Prevocalic /r/ like red, rabbit, read, rent, race, rake, row, rack, rain, ride, rob, rig
/ar/ like army, artist, arm, art, park, barn, heart, carpet, star, jar, guitar, car
/or/ like orbit, orchid, organic, organ, corn, horn, sports, horse, four, bookstore, door
/ire/ like iron, Ireland, ironed, ironing, tired, fireplace, hired, fireman, bonfire, tire, wire,
/ear/ like irritated, ears, irrigation, earache, cereal, hero, period, zero, pier, year, hear,
/air/ like airmail, airplane, airport, dairy, stairs, barefoot, canary, share, square, bear
/er/ like earth, herbs, early, earthquake, factory, battery, fingernail, flowerpot, finger
/rl/ like girl, squirrel, curl, pearl, world, swirl, admiral, barrel
There are many techniques used in speech therapy to help with the R sound. Some examples:
1. Place a straw, pencil, tongue depressor, twizzler or spaghetti laterally for retraction, curl up tongue tip and touch the alveolar ridge
2. Tongue tennis: tongue in one cheek, tongue popping against other cheek
3. Tongue clicking
4. Tongue time clock: Imagine mouth as a clock. Slowly touch tongue at 12 o'clock, 3, 6 and 9. Do it 24 times
5. Jaw droppers: with tongue touching alveolar ridge, slowly drop jaw and raise back to closed position. Do not tilt head. Do 10 times slowly.
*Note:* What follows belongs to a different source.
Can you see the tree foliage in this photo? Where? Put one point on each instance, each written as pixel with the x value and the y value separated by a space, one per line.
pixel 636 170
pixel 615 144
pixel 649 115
6. Place a cheerio on the tip of the tongue and have her elevate it to the alveolar ridge. Phonate /r/ while holding it in that position
7. Push against a wall or table while producing /r/
8. Have the student put his thumb under jaw and push up while saying 'ee' and feel the tenseness of the muscle. Explain that the muscle should remain tight in /r/
9. Have the child elevate and curl tongue tip toward the velum, SLP used one finger or thumb to press against the back of the head at the base of the occipital bone, tell to push his tongue toward that point
10. Lay horizontally on the floor, relax tongue and allow it to fall back. Tighten the tongue and say /er/
11. Use the monkey hold- The tongue is a monkey, the teeth are branches, and the sides of the tongue are the monkey's hands. The monkey's hands hold the branches as you say 'er'
12. Move the tongue back from /l/ while voicing, with a tongue depressor, gently push the tip of the tongue back until you can insert the depressor between the tip and the alveolar ridge, or until /r/ results
13. Make the /k/ sound, freeze your tongue, and the say /er/
14. Teach the pucker sound and the smiley sound so the student can hear the difference when saying /w/
15. Raise the tongue and draw back the tongue along the rails of the inside of the maxillary teeth as you say /i/ resulting in /er/
16. Put tongue in /g/ position, curl the tongue up toward the palate, and growl like a dog
17. Show the child that the tongue is pulled back successively for production from /th/ to /z/ to /r/
18. On one breath rock back and forth from the /l/ to /er/
19. Sweep the roof of the tongue saying 'ah', stop them in correct spot and then bring tip down slightly
20. Instruct the child to say /sh/, then stop but maintain the tongue position, and then copy the /r/ leading to shur
Do you produce the /r/ using the Back up/Bunched R or Retroflex method?
The retroflex /r/: placing the tongue tip behind the upper front teeth; curling the tongue tip backward without touching the roof of the mouth; the lateral sides of the tongue should touch the insides of the upper back molars; and the jaw should be slightly lowered. The retroflex /r/ can also be facilitated by producing an /l/ with a slightly lowered jaw and sliding the tongue tip back farther and farther until you hear an /r/ production. If the client has a short frenulum, then the retroflex /r/ will be difficult.